# 29 Gallon stocking advice



## dougrhon (Jun 11, 2010)

Having become utterly bored of my 29 gallon tank being filled with Rasbora's I hit on the idea of starting the tank over with a pair of new world parental care offering cichlids. I have been researching and convicts is appealing and certainly easy enough to find but I am a little concerned about being overrun by the offspring. I definitely want them my cichlid pair to breed. That is the purpose for keeping them, to observe their breeding and parental behavior. Are there any other species anyone can recommend that I am likely to find at my LFS? I have had the suggestion of Bolivian Rams but they are supposed to be a bit tougher to keep so I don't know. Someone also suggested Rainbow Cichlids but I'm not sure I can find them. Thanks. I have two other tanks including an 80 gallon fully stocked Mbuna tank so I definitely want the parental care for this one.


----------



## chrispyweld (Dec 20, 2005)

Get the cons and feed the fry to others?


----------



## CiChLiD LoVeR128 (Mar 22, 2006)

Firemouths............. 8)

Breed easy, beautiful, don't breed as rapidly as Convicts, and more in demand then convicts


----------



## dougrhon (Jun 11, 2010)

I thought about it but somebody said Firemouths need a bigger tank than 29 gallons.


----------



## Bearbear (May 8, 2010)

Scientific Name: Thorichthys meeki
Common Name(s): Firemouth Cichlid, Fire Mouth
Maximum Size: 6"
Tank Size : 30 gallon for a pair, much larger for multiples.


----------



## tokyo (Jan 19, 2010)

+1 for the Firemouths

The 29g is a little small for them but a pair could probably work.

I think rainbows would be your best option, but like you said they are hard to find locally. Maybe you could find a local breeder. Check with a local club and see if they can connect you with a breeder who has rainbows.

Also, there are some great parental Old World cichlids too if you are interested. Calvus would be a good choice for a 29g.


----------



## CiChLiD LoVeR128 (Mar 22, 2006)

IMO a 29 gal is perfect for firemouths. I just don't understand it. How come you can keep a pair of Convicts in a 20 gal L or a 29 gal but no you can't keep a pair of Firemouths in them they are too small.

Convicts and Firemouths are the same size. 5-6 inches. If a pair of Firemouths can't go in a 20 gal L or 29 gal then a pair of Convicts or Rainbows can't either. :roll:

Brichardi or Julidochromis are also good choices and easy to find in LFS.

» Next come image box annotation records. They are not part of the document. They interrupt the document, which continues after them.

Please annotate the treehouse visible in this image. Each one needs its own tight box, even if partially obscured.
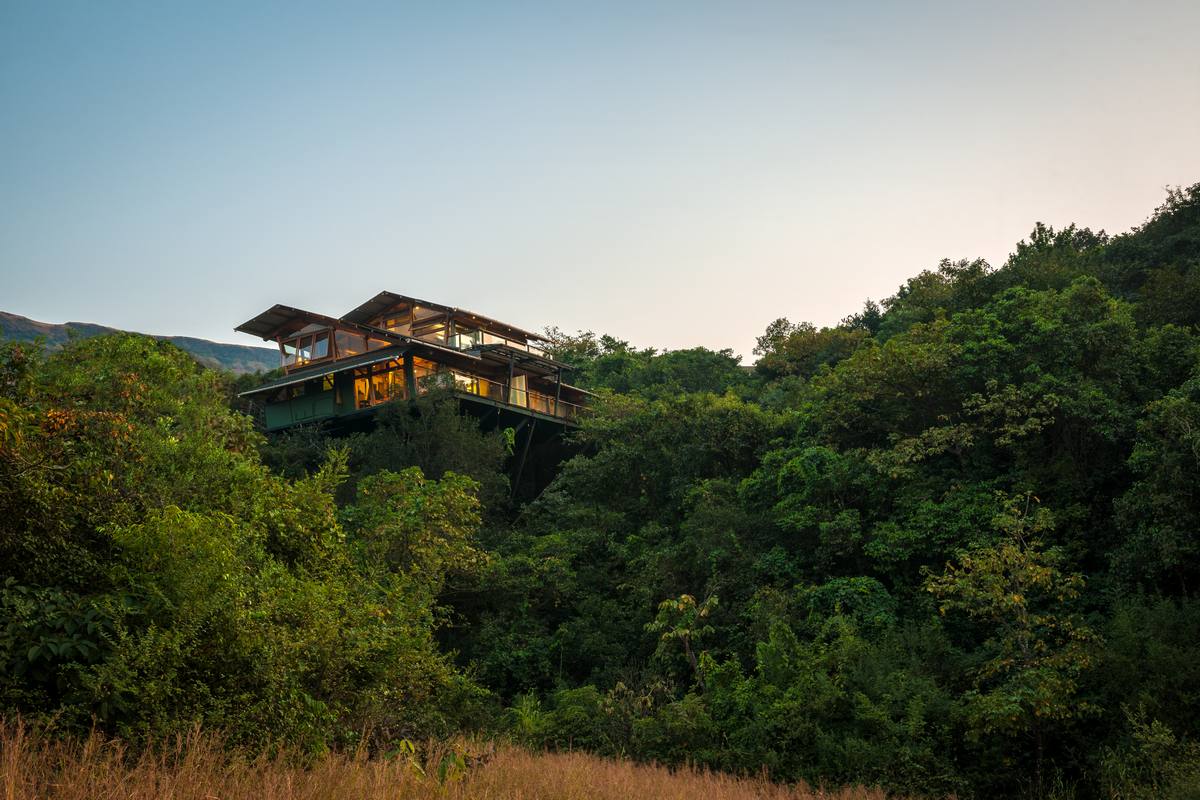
[236,291,588,434]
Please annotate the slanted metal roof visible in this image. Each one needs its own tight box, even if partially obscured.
[469,344,575,375]
[234,303,348,342]
[238,344,408,397]
[342,291,550,342]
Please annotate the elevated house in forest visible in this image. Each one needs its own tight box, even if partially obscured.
[236,291,588,438]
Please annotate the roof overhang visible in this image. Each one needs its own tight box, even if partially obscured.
[234,303,348,342]
[473,344,575,375]
[342,291,550,342]
[238,345,408,397]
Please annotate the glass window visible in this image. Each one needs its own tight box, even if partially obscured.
[312,333,329,361]
[280,341,300,367]
[509,375,528,405]
[334,331,367,359]
[450,325,482,350]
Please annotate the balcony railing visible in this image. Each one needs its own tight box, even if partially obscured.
[424,373,584,421]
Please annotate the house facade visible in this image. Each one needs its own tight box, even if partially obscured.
[236,291,588,431]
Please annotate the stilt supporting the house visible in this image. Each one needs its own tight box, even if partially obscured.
[512,420,538,497]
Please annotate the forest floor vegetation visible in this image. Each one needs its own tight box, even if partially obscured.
[0,721,902,800]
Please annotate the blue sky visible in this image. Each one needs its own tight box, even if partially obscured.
[0,0,1200,359]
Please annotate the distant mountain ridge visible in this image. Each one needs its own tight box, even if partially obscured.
[0,311,280,374]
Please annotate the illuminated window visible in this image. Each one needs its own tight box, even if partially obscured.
[354,359,408,408]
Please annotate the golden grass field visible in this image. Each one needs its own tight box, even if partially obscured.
[0,722,902,800]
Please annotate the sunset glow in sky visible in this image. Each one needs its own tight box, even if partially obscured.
[0,0,1200,360]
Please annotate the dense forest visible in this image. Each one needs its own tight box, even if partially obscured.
[0,184,1200,798]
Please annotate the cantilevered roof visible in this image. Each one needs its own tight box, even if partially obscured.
[234,305,406,342]
[238,345,408,397]
[342,291,550,342]
[234,303,348,341]
[472,344,575,375]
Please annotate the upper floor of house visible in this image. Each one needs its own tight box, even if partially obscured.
[236,291,588,429]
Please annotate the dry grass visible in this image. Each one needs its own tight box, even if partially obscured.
[0,722,902,800]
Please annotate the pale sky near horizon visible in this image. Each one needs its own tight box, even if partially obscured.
[0,0,1200,362]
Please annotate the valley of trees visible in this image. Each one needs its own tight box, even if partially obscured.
[0,184,1200,799]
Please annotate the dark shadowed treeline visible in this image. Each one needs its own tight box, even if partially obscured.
[0,185,1200,798]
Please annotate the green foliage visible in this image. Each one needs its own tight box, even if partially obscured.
[0,335,480,750]
[7,185,1200,798]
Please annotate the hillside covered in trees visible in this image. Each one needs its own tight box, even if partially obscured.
[0,185,1200,798]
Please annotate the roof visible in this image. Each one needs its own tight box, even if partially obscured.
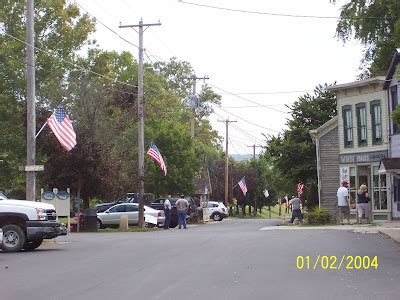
[193,178,211,195]
[383,48,400,90]
[328,76,385,92]
[378,157,400,174]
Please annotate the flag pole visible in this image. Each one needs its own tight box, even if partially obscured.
[232,176,246,190]
[35,121,47,139]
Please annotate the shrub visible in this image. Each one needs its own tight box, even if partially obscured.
[305,208,331,225]
[89,197,102,208]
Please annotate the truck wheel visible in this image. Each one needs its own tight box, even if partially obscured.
[212,213,222,221]
[24,239,43,251]
[2,225,26,252]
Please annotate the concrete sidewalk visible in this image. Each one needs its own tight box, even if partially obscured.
[278,220,400,244]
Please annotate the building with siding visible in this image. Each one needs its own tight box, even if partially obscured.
[329,77,391,220]
[379,49,400,219]
[310,116,339,217]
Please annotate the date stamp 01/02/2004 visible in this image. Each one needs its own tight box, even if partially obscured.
[296,255,379,270]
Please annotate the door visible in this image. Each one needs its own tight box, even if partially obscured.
[392,176,400,218]
[103,204,126,225]
[127,205,139,225]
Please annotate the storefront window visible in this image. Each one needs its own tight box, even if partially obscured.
[349,167,357,209]
[370,166,387,210]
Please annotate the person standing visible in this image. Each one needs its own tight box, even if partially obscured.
[164,195,172,229]
[289,197,303,224]
[357,184,370,224]
[336,180,350,225]
[175,194,189,229]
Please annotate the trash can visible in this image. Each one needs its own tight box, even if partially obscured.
[84,208,97,231]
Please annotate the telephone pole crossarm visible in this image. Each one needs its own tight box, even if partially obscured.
[218,119,237,207]
[119,20,161,227]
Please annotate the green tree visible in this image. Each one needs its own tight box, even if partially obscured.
[0,0,94,197]
[264,85,337,207]
[332,0,400,78]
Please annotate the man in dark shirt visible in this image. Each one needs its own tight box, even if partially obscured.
[289,196,303,224]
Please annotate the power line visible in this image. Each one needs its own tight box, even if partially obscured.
[4,32,137,88]
[214,107,279,132]
[74,0,139,48]
[220,90,313,95]
[178,0,398,20]
[209,83,287,114]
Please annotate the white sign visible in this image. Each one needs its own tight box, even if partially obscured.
[144,214,157,225]
[340,167,350,183]
[188,94,197,108]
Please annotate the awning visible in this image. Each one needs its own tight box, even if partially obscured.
[378,158,400,174]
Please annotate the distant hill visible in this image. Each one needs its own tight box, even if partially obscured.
[229,154,253,161]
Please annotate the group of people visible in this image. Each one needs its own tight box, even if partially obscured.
[164,194,189,229]
[337,180,370,224]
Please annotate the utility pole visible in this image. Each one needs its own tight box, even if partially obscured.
[119,20,161,228]
[185,74,210,139]
[25,0,36,201]
[247,144,262,159]
[218,119,237,207]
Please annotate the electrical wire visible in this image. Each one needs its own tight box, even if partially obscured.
[74,0,139,49]
[4,32,137,88]
[178,0,398,20]
[208,82,287,114]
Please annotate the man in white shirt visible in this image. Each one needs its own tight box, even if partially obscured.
[337,180,350,224]
[164,195,172,229]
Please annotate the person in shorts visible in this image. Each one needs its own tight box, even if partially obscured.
[337,180,350,225]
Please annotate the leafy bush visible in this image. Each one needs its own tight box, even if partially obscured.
[89,197,103,208]
[305,208,331,225]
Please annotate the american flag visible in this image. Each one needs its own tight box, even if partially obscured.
[47,105,76,151]
[147,143,167,176]
[238,177,247,196]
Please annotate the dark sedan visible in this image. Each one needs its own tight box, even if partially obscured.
[149,197,197,228]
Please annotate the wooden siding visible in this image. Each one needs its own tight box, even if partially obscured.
[319,126,340,217]
[338,86,388,154]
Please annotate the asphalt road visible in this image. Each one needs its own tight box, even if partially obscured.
[0,220,400,300]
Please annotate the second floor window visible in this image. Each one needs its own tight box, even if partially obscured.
[356,103,367,146]
[371,100,382,144]
[390,85,400,134]
[342,105,353,147]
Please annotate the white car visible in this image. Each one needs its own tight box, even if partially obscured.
[97,203,165,228]
[204,201,229,221]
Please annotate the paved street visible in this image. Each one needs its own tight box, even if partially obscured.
[0,220,400,300]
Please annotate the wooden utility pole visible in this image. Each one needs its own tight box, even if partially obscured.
[247,144,262,159]
[188,74,210,139]
[119,20,161,228]
[218,119,237,207]
[25,0,36,201]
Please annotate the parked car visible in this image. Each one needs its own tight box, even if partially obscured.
[96,193,154,213]
[97,203,165,228]
[204,201,229,221]
[149,197,197,228]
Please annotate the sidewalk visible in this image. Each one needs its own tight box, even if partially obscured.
[276,218,400,244]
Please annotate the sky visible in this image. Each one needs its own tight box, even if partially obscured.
[74,0,362,154]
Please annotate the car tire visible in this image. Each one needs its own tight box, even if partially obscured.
[2,224,26,252]
[24,239,43,251]
[97,219,105,230]
[211,213,223,221]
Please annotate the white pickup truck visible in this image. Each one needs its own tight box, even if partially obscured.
[0,199,67,252]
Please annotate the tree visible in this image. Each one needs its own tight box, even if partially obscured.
[264,85,337,207]
[0,0,94,197]
[332,0,400,78]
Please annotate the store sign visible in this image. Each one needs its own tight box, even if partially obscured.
[339,150,388,164]
[340,167,350,183]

I know someone that breeds Rainbow cichlids. If you would like I can see if he has any extras and I can ship some to you. PM me if you are interested.


----------



## duds (Apr 16, 2010)

I'd say 20 long or 29 is a bit small for either cons or firemouths, but still do-able. At the moment I have a pair of cons (5" and 3") in a tank with the same footprint as a 29... it works, but I'd like to give them something bigger.


----------



## tokyo (Jan 19, 2010)

duds said:


> I'd say 20 long or 29 is a bit small for either cons or firemouths, but still do-able. At the moment I have a pair of cons (5" and 3") in a tank with the same footprint as a 29... it works, but I'd like to give them something bigger.


Agreed

What works and what is ideal are two different things. 29g is small for any 5"-6" cichlid, but that doesn't mean they be kept in a 29g successfully.


----------



## dougrhon (Jun 11, 2010)

Thanks for the offer to ship but I need to hold costs down. There are a number of good local fish stores near me and I will work with what they have. (I just had my entire Mbuna tank, all 30 plus fish) shipped. Was quite expensive.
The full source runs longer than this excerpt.